Esta pesquisa foi conduzida por entrevistas semi-estruturadas, com o apoio de um roteiro de entrevista. De acordo com Yin (2005), entrevistas semi-estruturadas são mais espontâneas e flexíveis, permitindo uma maior interação entre o pesquisador e o entrevistado,
mas sem que ocorra a fuga do tema. Esse tipo de entrevista torna-se adequada a esta pesquisa justamente pela flexibilidade em captar o maior volume de informações possíveis sobre a relação entre a integração interna para a Gestão da Cadeia de Suprimentos e o fator humano e, também, como o uso das práticas de RH podem contribuir na melhoria da integração interna.
Visando assegurar se os dados obtidos com as questões do roteiro de entrevista contribuiriam para o alcance dos objetivos da pesquisa e, caso contrário, pudessem ser realizadas correções (STRAUSS; CORBIN, 1998), as aplicações definitivas foram precedidas de testes pilotos. O teste piloto do Roteiro 3 (Gestão da Cadeia de Suprimentos) foi realizado com um dos profissionais responsáveis pela Gestão da Cadeia de Suprimentos da Empresa 3. De fato, observou-se que a primeira versão do referido roteiro continha demasiada linguagem teórica, questões repetitivas e, no geral, estava excessivamente longo, o que tornava a aplicação demorada e cansativa para o entrevistado. Mediante tal percepção, a pesquisadora realizou as adequações necessárias, corrigindo a linguagem e reduzindo a quantidade de questões. O mesmo profissional foi convidado a responder o novo roteiro, complementando apenas as informações que não estavam previstas no roteiro da primeira abordagem. Quanto ao Roteiro 2 (Recursos Humanos), o mesmo foi validado por uma profissional da área, com 20 anos de experiência empresarial e acadêmica. As sugestões referiram-se aos mesmos aspectos observados no teste piloto do Roteiro 3. Ademais, a pesquisadora concluiu que a caracterização da área de RH prevista na primeira versão do Roteiro 2 estava além dos propósitos centrais da pesquisa. Consequentemente, o referido roteiro foi também reformulado.

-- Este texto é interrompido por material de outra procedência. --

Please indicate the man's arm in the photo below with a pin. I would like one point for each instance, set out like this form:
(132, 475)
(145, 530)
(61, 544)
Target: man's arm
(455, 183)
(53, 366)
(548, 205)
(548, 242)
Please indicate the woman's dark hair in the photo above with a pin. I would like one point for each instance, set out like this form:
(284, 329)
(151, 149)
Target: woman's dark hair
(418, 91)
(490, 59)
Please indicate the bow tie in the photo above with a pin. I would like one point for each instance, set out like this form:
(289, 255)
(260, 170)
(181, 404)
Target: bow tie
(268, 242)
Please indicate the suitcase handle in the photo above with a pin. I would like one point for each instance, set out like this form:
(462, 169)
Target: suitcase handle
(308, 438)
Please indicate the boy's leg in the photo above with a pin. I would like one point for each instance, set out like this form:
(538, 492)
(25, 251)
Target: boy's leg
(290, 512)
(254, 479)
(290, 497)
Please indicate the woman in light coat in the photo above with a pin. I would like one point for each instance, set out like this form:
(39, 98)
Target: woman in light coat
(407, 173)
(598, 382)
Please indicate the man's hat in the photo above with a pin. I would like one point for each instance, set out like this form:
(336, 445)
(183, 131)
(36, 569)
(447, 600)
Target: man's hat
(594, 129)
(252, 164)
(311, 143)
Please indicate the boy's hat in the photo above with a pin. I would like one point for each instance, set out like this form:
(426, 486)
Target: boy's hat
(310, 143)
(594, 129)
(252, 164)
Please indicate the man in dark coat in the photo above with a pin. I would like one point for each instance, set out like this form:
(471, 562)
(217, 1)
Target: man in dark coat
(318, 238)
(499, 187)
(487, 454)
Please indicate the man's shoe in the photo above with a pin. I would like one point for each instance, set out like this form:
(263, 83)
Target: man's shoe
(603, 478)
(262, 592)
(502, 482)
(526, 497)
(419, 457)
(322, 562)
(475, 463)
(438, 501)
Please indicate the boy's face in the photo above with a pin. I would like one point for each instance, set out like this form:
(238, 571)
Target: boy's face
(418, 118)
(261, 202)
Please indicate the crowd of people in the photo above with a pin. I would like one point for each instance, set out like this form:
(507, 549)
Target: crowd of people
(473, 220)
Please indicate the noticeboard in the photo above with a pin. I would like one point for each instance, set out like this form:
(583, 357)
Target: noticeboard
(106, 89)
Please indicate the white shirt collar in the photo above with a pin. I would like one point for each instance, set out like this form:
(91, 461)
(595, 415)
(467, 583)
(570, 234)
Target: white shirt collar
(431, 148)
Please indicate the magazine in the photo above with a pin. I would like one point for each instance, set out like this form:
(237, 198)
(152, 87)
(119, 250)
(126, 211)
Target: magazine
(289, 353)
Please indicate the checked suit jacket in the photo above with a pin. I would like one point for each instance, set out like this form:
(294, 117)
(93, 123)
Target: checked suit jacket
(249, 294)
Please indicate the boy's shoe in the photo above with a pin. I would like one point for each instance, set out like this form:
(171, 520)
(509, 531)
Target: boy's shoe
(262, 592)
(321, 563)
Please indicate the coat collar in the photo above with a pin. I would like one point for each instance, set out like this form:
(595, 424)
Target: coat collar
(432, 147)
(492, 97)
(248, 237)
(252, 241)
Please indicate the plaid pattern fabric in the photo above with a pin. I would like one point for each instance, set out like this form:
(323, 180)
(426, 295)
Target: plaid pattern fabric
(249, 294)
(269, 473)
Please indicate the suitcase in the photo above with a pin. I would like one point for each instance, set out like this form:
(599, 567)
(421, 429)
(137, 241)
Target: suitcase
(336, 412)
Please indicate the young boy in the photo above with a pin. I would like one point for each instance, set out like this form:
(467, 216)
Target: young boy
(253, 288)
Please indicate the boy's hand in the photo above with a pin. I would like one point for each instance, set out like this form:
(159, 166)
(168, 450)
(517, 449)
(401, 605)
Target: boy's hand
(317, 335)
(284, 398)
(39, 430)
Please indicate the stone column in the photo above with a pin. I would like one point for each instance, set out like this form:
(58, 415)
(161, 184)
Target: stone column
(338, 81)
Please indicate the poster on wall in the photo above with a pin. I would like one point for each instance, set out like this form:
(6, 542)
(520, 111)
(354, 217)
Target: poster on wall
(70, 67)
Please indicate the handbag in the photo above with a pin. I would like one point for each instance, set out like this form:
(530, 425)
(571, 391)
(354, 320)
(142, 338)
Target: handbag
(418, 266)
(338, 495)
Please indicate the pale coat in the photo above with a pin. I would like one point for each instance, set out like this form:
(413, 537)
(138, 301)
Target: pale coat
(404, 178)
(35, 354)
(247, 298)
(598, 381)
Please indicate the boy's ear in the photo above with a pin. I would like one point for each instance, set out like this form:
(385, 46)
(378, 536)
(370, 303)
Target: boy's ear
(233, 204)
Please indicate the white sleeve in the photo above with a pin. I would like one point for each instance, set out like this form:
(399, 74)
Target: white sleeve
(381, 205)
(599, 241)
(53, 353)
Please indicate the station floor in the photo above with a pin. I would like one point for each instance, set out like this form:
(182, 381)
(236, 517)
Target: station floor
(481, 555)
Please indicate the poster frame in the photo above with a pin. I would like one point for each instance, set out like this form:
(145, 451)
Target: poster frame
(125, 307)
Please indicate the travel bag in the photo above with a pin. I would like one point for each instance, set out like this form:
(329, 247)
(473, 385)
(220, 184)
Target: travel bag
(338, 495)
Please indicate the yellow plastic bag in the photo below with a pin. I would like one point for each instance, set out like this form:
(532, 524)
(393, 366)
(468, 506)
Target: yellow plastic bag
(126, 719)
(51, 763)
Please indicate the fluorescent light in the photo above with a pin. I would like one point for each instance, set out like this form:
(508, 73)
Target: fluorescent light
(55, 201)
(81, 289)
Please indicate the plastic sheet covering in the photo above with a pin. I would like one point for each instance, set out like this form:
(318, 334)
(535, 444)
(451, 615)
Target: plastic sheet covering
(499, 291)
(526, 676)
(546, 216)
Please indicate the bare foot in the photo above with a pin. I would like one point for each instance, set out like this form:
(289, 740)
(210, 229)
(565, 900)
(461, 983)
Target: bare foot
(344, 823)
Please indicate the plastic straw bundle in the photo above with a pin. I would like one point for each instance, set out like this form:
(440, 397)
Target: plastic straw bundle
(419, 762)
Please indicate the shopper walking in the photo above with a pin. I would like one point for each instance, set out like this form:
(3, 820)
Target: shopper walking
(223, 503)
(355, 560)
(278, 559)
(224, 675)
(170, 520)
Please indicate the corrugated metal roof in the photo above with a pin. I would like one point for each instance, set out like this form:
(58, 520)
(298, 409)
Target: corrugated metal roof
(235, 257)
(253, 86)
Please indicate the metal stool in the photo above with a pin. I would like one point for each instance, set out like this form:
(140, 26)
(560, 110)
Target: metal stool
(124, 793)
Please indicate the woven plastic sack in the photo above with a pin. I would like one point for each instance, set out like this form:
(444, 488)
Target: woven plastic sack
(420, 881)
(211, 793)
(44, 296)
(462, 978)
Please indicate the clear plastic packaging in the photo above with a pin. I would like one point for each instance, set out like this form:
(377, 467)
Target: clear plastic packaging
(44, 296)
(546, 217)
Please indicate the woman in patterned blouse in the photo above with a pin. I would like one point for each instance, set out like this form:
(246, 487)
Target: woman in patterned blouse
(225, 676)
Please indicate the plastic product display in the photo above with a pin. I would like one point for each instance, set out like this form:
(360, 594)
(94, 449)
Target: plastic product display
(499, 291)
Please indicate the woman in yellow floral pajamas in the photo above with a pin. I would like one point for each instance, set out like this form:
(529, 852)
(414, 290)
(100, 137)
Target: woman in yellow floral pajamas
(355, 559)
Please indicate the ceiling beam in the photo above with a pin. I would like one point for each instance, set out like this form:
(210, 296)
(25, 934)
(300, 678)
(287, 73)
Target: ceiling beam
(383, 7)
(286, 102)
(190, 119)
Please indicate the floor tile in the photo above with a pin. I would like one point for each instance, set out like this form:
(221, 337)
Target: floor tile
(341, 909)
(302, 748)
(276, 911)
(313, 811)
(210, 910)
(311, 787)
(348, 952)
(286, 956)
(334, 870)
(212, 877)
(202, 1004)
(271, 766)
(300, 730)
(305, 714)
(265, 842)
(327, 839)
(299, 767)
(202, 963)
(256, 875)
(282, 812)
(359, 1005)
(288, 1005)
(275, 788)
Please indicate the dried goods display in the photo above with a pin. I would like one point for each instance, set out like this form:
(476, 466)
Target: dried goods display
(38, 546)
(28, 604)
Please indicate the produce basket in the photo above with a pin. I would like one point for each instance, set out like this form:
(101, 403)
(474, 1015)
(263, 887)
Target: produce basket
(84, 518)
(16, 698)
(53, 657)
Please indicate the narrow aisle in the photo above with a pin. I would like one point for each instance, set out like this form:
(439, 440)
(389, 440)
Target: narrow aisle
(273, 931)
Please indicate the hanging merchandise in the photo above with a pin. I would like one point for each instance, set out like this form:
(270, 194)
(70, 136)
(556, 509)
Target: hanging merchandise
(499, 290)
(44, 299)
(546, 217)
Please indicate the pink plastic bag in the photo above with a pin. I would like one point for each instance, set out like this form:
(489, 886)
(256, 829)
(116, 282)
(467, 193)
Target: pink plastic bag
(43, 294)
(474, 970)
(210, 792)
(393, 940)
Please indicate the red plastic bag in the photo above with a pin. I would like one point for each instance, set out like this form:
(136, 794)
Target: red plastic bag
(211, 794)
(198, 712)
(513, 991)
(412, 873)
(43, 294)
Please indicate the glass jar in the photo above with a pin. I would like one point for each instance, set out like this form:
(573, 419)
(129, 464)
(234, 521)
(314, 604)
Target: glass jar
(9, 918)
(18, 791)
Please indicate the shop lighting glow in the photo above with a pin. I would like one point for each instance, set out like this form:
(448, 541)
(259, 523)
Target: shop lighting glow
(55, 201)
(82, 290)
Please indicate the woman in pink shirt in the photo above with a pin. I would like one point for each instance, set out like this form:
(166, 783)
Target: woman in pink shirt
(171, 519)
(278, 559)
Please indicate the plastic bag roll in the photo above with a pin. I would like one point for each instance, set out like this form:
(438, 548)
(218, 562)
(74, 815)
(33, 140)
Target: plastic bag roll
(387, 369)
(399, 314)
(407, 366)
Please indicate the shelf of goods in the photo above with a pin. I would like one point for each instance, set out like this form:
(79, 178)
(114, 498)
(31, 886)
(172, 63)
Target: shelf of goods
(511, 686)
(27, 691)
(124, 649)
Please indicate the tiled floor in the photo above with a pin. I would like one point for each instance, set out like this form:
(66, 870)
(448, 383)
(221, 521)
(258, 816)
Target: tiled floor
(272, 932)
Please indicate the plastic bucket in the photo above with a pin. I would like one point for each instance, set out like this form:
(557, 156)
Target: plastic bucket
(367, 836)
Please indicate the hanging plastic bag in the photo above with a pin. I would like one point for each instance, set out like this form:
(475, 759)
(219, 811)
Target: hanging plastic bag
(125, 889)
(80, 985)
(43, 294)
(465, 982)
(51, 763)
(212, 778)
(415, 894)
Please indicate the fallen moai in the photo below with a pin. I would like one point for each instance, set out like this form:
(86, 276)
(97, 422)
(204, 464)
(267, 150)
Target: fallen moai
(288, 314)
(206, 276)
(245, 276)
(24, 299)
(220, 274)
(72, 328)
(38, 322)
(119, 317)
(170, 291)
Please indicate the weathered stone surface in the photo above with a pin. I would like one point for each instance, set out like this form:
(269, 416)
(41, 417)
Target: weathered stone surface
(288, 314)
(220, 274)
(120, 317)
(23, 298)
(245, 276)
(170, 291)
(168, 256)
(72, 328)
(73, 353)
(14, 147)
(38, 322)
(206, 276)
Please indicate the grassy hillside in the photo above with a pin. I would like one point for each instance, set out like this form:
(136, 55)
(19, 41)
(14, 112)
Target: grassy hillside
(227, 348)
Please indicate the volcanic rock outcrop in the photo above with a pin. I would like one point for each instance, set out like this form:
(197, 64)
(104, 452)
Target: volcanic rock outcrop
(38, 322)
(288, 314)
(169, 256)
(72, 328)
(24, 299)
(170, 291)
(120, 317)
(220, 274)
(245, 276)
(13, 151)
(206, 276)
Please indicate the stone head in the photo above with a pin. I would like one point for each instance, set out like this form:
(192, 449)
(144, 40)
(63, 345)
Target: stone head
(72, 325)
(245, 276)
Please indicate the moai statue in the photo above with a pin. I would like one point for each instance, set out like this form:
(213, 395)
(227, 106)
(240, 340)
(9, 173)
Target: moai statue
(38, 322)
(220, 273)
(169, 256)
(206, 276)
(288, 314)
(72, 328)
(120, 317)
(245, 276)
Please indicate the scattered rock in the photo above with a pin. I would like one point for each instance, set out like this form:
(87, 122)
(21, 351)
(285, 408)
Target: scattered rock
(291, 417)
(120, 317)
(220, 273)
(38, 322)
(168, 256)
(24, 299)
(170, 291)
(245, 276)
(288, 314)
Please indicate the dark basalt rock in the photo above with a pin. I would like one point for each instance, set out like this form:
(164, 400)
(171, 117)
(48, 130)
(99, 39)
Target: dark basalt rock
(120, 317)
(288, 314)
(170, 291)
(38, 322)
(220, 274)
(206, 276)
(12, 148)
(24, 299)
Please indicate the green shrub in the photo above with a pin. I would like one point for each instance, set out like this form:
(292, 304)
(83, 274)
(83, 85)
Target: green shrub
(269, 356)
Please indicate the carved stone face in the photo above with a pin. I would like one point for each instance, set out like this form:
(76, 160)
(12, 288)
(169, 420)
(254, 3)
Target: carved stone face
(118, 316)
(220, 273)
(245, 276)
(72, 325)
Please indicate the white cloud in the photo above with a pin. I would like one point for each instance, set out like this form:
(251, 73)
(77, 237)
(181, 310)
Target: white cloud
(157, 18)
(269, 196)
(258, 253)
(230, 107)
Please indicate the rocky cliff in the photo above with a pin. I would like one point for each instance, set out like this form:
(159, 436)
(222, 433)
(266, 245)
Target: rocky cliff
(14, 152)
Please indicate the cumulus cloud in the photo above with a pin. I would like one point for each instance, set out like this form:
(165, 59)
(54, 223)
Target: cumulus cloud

O roteiro final de entrevista (Apêndice B) foi subdivido em três roteiros, cada qual visando a um sujeito de pesquisa e a um propósito:
• Roteiro 1 – Caracterização geral da empresa: destinado à pessoa de contato inicial que gerou a abertura para a pesquisa na empresa. Objetivou a obtenção de informações sobre a caracterização geral da empresa, buscando levantar variáveis que pudessem ser relacionadas com os resultados obtidos nos demais roteiros;
• Roteiro 2 – Gestão de Recursos Humanos: destinado ao profissional de Recursos Humanos. Estruturado em três partes: (1) caracterização geral da área e nível de interação com as demais áreas, (2) caracterização das práticas de RH desenvolvidas pela área e (3) caracterização da interação da área com a Gestão da Cadeia de Suprimentos;
• Roteiro 3 – Gestão da Cadeia de Suprimentos: destinado ao gestor de cadeia de suprimentos ou função equivalente. Estruturado em três partes: (1) caracterização
geral da função, (2) caracterização da integração interna para a Gestão da Cadeia de Suprimentos e (3) caracterização da interação da função com a área de Recursos Humanos. A parte um objetivou aferir a formatação da função na empresa, e a parte 2, o cenário de integração interna para a Gestão da Cadeia de Suprimentos. Em ambos buscou-se relacionar as informações obtidas com o fator humano e, de maneira geral (incluindo a parte 3), a contribuição da área de Recursos Humanos. Previu-se também captar as decorrências reais ou a percepção dos entrevistados no caso da ausência dessa contribuição.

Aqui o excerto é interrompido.